Mordfall Maria L.: Der Ort an der Dreisam in Freiburg, wo die junge Studentin vergewaltigt und ermordet wurde. (Foto: Imago/Winfried Rothermel)
Freiburg

Klares Signal des Rechtsstaats

Höchststrafe: Der Vergewaltiger und Mörder von Freiburg, Hussein K., muss lebenslang hinter Gitter. Der Afghane war während der Flüchtlingskrise 2015 als angeblich Minderjähriger ins Land gekommen. Der Fall wirft zahlreiche Fragen auf.

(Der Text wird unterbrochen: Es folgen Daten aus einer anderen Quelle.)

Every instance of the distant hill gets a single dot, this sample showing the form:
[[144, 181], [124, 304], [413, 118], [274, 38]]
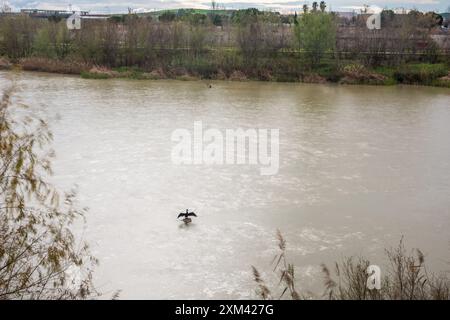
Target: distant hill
[[180, 12]]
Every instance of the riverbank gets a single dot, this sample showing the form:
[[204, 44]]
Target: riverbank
[[349, 72]]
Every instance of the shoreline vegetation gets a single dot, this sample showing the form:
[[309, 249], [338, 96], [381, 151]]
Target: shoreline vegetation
[[426, 74], [404, 276], [40, 257], [314, 46]]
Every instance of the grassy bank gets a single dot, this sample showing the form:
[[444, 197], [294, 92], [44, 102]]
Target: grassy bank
[[347, 72]]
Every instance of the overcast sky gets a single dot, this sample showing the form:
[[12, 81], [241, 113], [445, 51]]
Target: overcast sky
[[114, 6]]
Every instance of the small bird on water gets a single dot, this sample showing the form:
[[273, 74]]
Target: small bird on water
[[186, 216]]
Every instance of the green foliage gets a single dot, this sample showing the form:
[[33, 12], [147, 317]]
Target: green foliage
[[316, 34], [422, 73], [405, 277], [167, 16], [94, 75], [39, 255]]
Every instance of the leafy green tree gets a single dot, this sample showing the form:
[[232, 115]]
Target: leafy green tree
[[316, 34], [305, 8]]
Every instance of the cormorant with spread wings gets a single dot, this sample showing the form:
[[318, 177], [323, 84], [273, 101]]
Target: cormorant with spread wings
[[186, 215]]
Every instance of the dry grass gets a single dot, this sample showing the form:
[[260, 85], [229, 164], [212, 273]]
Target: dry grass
[[54, 66], [405, 277]]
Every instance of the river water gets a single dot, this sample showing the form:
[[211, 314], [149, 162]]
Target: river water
[[360, 166]]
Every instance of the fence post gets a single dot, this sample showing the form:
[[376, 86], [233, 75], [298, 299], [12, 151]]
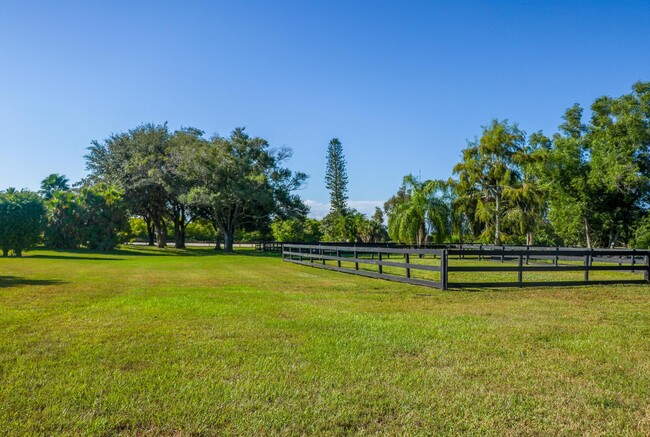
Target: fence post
[[407, 260], [444, 276]]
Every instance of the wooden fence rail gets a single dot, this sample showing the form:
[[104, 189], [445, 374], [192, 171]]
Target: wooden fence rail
[[332, 257]]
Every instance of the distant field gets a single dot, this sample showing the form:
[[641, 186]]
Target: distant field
[[149, 341]]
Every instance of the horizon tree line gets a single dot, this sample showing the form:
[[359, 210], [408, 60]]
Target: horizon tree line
[[586, 185]]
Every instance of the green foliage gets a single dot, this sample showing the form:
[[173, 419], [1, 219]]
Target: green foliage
[[597, 173], [339, 226], [201, 230], [53, 184], [239, 180], [22, 219], [423, 210], [642, 235], [65, 220], [490, 177], [105, 222], [336, 178]]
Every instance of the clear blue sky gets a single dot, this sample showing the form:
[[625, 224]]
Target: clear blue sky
[[402, 84]]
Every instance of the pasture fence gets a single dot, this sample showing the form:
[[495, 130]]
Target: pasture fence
[[432, 267]]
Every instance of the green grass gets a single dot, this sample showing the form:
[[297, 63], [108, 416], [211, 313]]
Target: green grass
[[144, 341]]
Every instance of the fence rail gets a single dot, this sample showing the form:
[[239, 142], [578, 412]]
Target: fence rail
[[442, 262]]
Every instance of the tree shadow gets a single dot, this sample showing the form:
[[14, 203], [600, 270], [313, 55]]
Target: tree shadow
[[15, 281], [73, 257], [260, 254]]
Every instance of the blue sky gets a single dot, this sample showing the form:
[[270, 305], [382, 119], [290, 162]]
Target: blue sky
[[402, 84]]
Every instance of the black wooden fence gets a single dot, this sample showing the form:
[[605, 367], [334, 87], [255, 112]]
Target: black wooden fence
[[407, 261]]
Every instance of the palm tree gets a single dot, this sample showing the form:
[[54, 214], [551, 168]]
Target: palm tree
[[424, 211]]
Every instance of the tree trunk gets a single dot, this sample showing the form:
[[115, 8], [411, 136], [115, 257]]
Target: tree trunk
[[228, 240], [530, 238], [161, 234], [179, 227], [497, 222], [614, 239], [150, 232]]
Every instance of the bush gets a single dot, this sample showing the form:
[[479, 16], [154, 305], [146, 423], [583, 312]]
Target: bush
[[22, 219]]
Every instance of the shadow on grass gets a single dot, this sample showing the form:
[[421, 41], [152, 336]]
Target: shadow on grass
[[15, 281], [73, 257], [146, 251]]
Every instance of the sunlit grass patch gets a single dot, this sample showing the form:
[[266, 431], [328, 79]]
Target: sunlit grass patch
[[154, 341]]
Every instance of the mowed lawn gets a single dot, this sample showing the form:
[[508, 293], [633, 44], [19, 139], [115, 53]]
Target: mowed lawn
[[147, 341]]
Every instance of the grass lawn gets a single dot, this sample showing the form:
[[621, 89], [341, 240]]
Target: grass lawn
[[147, 341]]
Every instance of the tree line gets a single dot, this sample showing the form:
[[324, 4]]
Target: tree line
[[586, 185]]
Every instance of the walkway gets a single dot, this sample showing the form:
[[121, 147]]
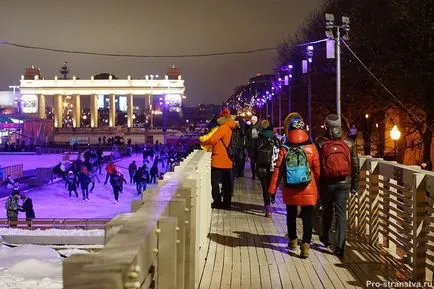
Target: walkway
[[248, 250]]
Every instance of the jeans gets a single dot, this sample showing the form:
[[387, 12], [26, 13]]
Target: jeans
[[335, 196], [291, 222], [225, 177], [265, 177]]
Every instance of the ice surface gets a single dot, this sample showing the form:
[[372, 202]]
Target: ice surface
[[50, 232], [30, 267], [52, 200]]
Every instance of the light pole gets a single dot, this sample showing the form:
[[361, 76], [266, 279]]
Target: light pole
[[309, 54], [395, 134], [330, 27]]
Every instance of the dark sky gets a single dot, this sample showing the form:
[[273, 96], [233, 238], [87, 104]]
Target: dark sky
[[151, 27]]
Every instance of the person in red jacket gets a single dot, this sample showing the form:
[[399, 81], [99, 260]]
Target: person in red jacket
[[221, 164], [293, 196]]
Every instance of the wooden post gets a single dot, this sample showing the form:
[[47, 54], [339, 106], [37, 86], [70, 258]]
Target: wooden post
[[419, 246]]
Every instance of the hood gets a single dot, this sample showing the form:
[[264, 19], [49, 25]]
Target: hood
[[225, 119], [267, 133], [297, 136]]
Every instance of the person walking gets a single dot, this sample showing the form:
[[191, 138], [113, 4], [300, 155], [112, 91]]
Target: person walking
[[252, 133], [132, 169], [339, 177], [12, 207], [71, 183], [299, 165], [116, 182], [221, 163], [27, 207], [265, 152]]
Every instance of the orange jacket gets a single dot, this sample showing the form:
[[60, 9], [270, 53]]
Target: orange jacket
[[219, 141], [307, 196]]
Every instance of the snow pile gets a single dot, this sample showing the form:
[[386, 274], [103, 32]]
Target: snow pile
[[72, 251], [30, 267], [50, 232]]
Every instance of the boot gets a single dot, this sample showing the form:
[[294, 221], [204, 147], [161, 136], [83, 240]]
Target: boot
[[304, 250], [292, 244], [268, 211]]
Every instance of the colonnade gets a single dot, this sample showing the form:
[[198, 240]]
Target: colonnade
[[58, 108]]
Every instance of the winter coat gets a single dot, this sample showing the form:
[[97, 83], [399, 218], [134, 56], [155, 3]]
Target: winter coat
[[204, 138], [306, 196], [28, 208], [220, 140], [71, 181]]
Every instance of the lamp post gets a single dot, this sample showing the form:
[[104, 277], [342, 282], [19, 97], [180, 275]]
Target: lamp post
[[330, 26], [395, 134], [309, 54]]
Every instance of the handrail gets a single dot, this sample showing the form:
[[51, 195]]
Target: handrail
[[161, 243], [394, 210]]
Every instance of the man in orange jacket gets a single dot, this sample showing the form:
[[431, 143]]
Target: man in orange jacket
[[221, 164]]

Das Landgericht Freiburg hat lebenslange Haft gegen Hussein K. verhängt und den Afghanen der besonders schweren Vergewaltigung und des Mordes an der 19-Jährigen Maria L. schuldig gesprochen. Außerdem stellte das Gericht die besondere Schwere der Schuld fest und behielt sich eine Sicherungsverwahrung vor. Damit ist eine vorzeitige Haftentlassung nach 15 Jahren rechtlich zwar möglich, in der Praxis aber so gut wie ausgeschlossen. Zuschauer im voll besetzten Gerichtssaal klatschten nach der Verkündung des deutlichen Urteils.

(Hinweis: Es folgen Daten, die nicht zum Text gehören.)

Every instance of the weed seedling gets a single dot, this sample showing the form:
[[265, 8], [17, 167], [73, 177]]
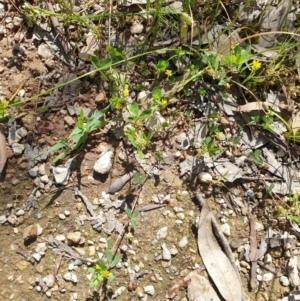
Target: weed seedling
[[132, 216], [102, 269], [208, 146], [79, 135]]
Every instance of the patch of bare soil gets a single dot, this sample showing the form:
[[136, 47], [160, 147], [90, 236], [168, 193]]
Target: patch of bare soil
[[50, 234]]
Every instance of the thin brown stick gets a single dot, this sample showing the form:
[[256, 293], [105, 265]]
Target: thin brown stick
[[56, 28]]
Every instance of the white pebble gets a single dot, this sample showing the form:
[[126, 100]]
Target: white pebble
[[149, 289], [284, 281], [183, 242], [267, 277], [162, 233]]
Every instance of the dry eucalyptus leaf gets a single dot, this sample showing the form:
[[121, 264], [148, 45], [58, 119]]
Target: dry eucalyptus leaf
[[200, 289], [3, 155], [216, 262]]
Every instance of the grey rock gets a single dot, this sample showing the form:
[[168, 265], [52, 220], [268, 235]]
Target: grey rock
[[41, 247], [42, 169], [149, 289], [70, 277], [12, 219], [2, 219], [183, 242], [49, 280], [162, 233], [284, 281], [33, 172], [118, 292], [166, 254], [67, 213], [45, 51], [225, 228], [20, 212], [18, 148], [104, 164], [61, 175], [73, 237]]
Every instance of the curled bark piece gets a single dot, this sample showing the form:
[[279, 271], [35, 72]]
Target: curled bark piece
[[119, 183], [217, 264], [3, 155]]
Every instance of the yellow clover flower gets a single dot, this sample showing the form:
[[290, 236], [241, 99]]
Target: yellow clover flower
[[105, 274], [255, 65], [168, 72]]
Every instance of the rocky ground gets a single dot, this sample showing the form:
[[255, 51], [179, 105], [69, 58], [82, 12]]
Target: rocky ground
[[56, 219]]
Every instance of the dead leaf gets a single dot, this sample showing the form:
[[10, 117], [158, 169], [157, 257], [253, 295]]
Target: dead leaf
[[3, 155], [261, 106], [200, 289], [216, 262]]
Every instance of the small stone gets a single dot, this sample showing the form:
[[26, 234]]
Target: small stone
[[33, 172], [31, 232], [20, 212], [12, 219], [67, 213], [136, 28], [69, 120], [18, 148], [259, 226], [92, 251], [41, 247], [149, 289], [60, 237], [166, 255], [284, 281], [268, 258], [118, 292], [267, 277], [45, 51], [180, 215], [205, 177], [62, 216], [2, 219], [61, 175], [183, 242], [71, 277], [48, 294], [162, 233], [73, 238], [104, 164], [225, 228]]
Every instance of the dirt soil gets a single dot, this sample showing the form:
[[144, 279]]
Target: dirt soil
[[59, 208]]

Der Afghane hatte der Studentin nach Überzeugung des Gerichts im Oktober 2016 aufgelauert, sie bewusstlos gewürgt, mehrfach vergewaltigt und die noch lebende Studentin dann im Wasser des Flusses Dreisam abgelegt. Sie ertrank. Der Täter habe ein hohes Maß an Empathielosigkeit gezeigt, sagte die Vorsitzende Richterin Kathrin Schenk in der Urteilsbegründung. Laut Gerichtsmedizin dauerte Marias Sterben im Wasser mehr als eine Stunde. „Er wusste, dass sie noch lebte, als er sie in die Dreisam legte, dass sie ertrinken würde, ertrinken musste“, so Schenk.

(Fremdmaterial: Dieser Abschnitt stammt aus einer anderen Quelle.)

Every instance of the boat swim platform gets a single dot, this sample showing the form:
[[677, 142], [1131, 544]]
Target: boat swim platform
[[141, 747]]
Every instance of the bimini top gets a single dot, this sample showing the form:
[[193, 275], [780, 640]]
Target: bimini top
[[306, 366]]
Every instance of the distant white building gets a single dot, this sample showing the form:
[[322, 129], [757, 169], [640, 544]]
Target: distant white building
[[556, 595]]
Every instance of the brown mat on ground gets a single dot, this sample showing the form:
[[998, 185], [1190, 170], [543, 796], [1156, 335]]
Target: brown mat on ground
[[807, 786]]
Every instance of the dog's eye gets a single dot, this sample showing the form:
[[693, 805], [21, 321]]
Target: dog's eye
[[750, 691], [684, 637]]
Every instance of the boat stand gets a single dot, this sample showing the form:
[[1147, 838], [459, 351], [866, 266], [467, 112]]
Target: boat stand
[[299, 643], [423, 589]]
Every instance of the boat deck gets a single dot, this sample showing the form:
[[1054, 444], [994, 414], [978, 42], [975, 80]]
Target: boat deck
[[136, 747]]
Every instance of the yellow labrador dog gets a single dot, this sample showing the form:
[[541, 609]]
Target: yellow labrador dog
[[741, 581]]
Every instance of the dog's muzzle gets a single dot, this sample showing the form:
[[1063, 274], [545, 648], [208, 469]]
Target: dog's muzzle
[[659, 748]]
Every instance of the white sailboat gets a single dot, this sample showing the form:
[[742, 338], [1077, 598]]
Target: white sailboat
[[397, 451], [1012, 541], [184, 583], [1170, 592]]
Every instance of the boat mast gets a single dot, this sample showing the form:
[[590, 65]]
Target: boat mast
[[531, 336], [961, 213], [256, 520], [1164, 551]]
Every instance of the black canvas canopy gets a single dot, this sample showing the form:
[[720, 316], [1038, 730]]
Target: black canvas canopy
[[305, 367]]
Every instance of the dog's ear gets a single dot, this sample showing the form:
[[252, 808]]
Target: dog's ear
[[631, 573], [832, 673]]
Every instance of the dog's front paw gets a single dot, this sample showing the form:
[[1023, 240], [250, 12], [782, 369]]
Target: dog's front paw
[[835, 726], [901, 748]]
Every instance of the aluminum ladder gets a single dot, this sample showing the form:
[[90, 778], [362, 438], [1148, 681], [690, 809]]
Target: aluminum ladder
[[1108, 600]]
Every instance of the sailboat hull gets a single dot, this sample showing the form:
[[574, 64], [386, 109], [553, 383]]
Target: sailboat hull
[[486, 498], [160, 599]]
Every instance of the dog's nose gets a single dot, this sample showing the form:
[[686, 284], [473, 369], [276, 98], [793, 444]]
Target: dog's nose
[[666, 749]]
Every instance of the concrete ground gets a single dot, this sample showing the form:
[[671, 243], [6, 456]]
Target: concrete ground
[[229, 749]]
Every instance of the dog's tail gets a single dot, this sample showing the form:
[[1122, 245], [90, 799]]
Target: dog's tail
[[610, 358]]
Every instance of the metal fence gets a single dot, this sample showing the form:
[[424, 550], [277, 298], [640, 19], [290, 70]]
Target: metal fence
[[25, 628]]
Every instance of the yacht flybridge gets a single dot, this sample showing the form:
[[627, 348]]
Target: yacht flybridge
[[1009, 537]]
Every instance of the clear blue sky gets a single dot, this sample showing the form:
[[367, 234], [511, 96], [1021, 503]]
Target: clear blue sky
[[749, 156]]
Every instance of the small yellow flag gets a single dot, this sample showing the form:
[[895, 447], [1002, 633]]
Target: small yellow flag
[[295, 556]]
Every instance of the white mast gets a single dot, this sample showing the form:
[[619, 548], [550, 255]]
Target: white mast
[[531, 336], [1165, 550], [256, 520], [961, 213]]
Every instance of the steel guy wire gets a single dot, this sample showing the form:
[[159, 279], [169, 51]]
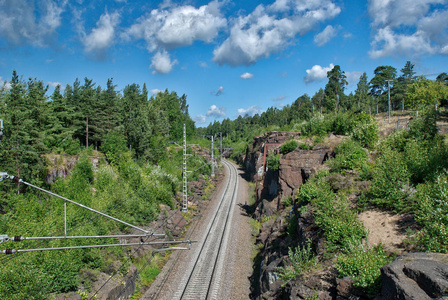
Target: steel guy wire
[[132, 254], [92, 219]]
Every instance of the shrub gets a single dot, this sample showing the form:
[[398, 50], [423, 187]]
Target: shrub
[[432, 214], [288, 147], [391, 181], [363, 266], [302, 260], [365, 130], [113, 146], [340, 224], [349, 156], [273, 161]]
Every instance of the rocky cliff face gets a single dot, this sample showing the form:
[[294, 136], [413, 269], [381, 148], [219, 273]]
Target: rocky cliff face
[[295, 168], [59, 166]]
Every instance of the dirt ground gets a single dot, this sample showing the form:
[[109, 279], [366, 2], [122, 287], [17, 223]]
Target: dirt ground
[[387, 228]]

Brennpunkt der Flüchtlingskrise

Die brutale Tat hatte den Ton in der Debatte um die deutsche Flüchtlingspolitik extrem verschärft: Der Afghane war während der Flüchtlingskrise im November 2015 ohne Papiere nach Deutschland gekommen – zu einer Zeit, als dem Staat die Kontrolle über die mehreren Hunderttausend Immigranten entglitten war. Bundeskanzlerin Merkel räumt mittlerweile Fehler im Zusammenhang mit der Flüchtlingskrise ein und betont, eine Situation wie 2015 dürfe sich nicht wiederholen.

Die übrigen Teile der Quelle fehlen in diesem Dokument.